Le relaté a la señora Debousse los antecedentes de la colección Bauer y cómo la búsqueda de algún heredero de la familia al que poder restituir la propiedad de los cuadros nos había acabado llevando hasta ella. Durante mi exposición, la mujer apenas alteró el gesto. Al terminar, permaneció en silencio sin hacer la más mínima observación al respecto. Bebió un poco de zumo y me invitó a hacerlo también. Era increíble cómo aquella mujer no parecía sorprenderse con nada.

—¿Qué ocurrirá si logran encontrar a esa mujer, a Sarah Bauer, o a algún descendiente suyo?

—Devolverle los cuadros… —me callé el «obviamente» por cortesía. Tenía la sensación de haber dejado eso claro desde el principio. Sólo esperaba que la sombra de la demencia senil o el Alzheimer no estuviera cerniéndose sobre nosotros. Después de todo, yo no sabía nada de la señora Debousse—. Al menos, devolverle el veinte por ciento de la colección que se ha localizado hasta ahora.

—¿Eso es todo?

La pregunta me dejó fuera de juego, la astucia que brillaba en sus ojos me intimidó.

—Eh… Sí… Sí, eso es todo.

La señora Debousse cruzó las manos sobre el regazo como si orara, alzó la vista al cielo y suspiró. Nada de aquello borró su sonrisa beatífica ni enturbió el aura de benevolencia que parecía rodearla. Hubiera podido dedicarme las palabras y los gestos más horrendos sin dejar de parecer una bella persona.

—Mi querida Ana… Me permito llamarla por su nombre de pila, ¿no le importa?

—En absoluto —me apresuré a conceder, expectante de lo que se anunciaba.

—Mucho me temo que no me está usted diciendo toda la verdad. Aunque no la culpo… Yo tampoco estoy siendo totalmente sincera con usted.

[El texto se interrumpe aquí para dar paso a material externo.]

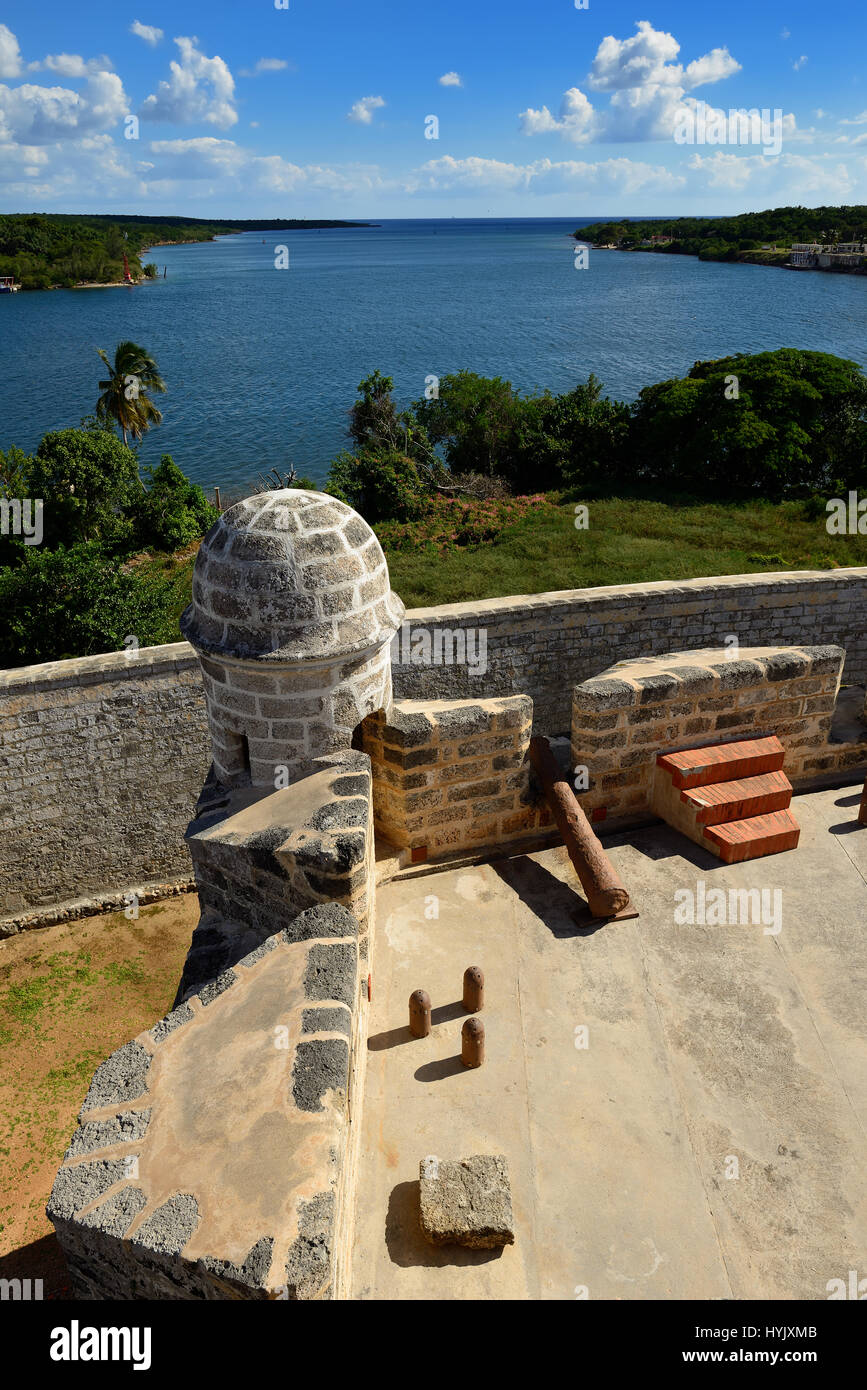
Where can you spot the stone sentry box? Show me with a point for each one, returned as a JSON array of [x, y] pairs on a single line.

Tuve la suficiente honestidad como para no llevarle la contraria. En realidad, más que avergonzada por haber sido cogida en la mentira, me sentía intrigada por su confesa falta de franqueza. ¿Qué podía estar ocultándome la señora Debousse?

Por un instante, me observó detenidamente y sin reparos. No me tranquilizó demasiado que se mostrase complacida por lo que observaba. No sería suficiente con que yo fuese visualmente de su agrado, allí había algo más.

—Venga conmigo, por favor. Quiero enseñarle algo.